Double Deuce
Saturday, November 11, 2017
Double Deuce (1992) Robert B Parker
Since I disliked the narrator so much when he read the last book, I’m switching to reading the ebooks until … Well, it would be Chance, but the library doesn’t have it, so it looks like it’ll be Small Vices, the first Spenser book I came across, and one of my favorites. (I don’t believe I want to spend my audible credit on Chance.)
But we’re talking about Double Deuce here. Hawk is asked to stop gang murders in a housing project, so he asks Spenser for help.

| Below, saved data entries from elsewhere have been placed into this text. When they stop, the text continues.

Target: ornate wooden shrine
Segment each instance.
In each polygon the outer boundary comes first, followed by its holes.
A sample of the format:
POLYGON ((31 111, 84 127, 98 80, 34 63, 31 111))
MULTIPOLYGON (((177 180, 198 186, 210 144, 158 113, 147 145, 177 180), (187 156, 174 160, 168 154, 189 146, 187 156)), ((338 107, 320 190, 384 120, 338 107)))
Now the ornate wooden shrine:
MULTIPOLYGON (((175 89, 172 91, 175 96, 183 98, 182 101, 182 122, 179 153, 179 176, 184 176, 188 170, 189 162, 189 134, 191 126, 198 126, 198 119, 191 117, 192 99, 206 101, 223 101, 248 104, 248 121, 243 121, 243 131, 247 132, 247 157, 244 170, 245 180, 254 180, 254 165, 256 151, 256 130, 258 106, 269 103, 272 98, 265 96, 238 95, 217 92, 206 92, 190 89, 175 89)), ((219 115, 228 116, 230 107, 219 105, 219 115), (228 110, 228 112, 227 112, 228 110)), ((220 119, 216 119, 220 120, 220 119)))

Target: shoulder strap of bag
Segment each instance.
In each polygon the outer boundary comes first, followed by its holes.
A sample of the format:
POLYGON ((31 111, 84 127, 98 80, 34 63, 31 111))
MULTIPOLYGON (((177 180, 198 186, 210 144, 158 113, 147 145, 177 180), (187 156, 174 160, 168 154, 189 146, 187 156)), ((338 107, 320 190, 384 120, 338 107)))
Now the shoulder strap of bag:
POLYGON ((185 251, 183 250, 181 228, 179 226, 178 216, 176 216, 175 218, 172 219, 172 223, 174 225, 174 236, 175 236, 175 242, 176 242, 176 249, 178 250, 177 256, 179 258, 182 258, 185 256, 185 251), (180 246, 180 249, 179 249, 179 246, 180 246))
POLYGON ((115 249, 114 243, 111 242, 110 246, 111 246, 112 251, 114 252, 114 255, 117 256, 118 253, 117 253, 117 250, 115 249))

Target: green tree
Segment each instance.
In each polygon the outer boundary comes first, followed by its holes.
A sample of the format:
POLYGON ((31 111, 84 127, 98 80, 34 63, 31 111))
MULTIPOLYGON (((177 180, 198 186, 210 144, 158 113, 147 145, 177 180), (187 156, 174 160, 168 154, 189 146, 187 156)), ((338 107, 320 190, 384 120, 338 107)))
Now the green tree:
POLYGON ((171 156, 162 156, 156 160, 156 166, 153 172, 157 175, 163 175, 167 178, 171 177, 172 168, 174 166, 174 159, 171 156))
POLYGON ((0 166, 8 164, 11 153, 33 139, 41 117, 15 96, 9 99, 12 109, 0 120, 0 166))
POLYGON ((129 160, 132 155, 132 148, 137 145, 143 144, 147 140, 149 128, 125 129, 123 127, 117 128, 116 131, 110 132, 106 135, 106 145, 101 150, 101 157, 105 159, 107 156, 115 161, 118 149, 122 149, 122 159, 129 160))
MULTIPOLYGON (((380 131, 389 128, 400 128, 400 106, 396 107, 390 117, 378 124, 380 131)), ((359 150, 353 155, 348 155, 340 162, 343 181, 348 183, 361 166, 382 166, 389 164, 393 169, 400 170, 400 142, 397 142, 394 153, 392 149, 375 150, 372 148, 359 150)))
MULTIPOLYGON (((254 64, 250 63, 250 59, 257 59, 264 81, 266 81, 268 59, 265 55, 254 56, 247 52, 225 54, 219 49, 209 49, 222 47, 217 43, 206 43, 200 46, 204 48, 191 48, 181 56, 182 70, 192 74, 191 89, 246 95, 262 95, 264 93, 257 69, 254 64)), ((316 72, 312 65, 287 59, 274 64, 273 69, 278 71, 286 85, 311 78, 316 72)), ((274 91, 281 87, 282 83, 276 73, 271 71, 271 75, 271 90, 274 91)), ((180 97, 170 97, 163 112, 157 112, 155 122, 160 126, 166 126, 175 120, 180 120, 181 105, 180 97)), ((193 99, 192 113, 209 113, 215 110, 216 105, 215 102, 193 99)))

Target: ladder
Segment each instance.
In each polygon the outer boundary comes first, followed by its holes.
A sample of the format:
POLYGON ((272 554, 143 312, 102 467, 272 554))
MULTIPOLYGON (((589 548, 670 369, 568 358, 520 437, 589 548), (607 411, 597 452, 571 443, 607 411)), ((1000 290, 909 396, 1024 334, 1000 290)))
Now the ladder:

“I might need some support,” Hawk said.
“You might?”
“Yeah. Pay’s lousy.”
“How much?” I said.
“I’m getting nothing.”
“I’ll take half,” I said.
“You ain’t worth half,” Hawk said. “Besides I got the job and already put in a lot of time on it. Give you a third.”
“Cheap bastard,” I said.
“Take it or leave it,” Hawk said.
“Okay,” I said, “you got me over a barrel. I’m in for a third.”
Be aware the story opens with the murder.
Her name was Devona Jefferson. She was going to be fifteen years old on April 23, and she had a daughter, three months and ten days old, whom she had named Crystal.
It seems to me like that bit there tells you so very much. It’s horrible.
The good part of this story, however, is the dialog between Spenser and Hawk, which I always love.
“How come in books and movies the ghetto is always teeming with life: dogs barking, children crying, women shouting, radios playing, that sort of thing? And I come to a real ghetto, with two actual black people, and I can hear my hair growing?”
“Things are not always what they seem,” Hawk said.
Oh, Susan also asks Spenser to move in with her. That works pretty much as expected.
She cut the tops off the broccoli and threw the stalks away. Then she separated the flowerets and piled them up on her cutting board. I sat on a stool opposite her and watched.
“You could peel those stalks and freeze them,” I said. “Be great for making a nice soup when you felt like it.”
Susan looked at me as if I had begun speaking in tongues. “In my entire life,” Susan said, “I have never, ever felt like making a nice soup.”
Weirdly, that’s one of the passages that has always stuck in my mind.
Despite the horror of a girl and her baby being murdered, and the romantic difficulties of our intrepid heroes, I do like this book.
I couldn’t think of an answer to that, so I kept quiet. I have rarely regretted keeping quiet. I promised myself to work on it.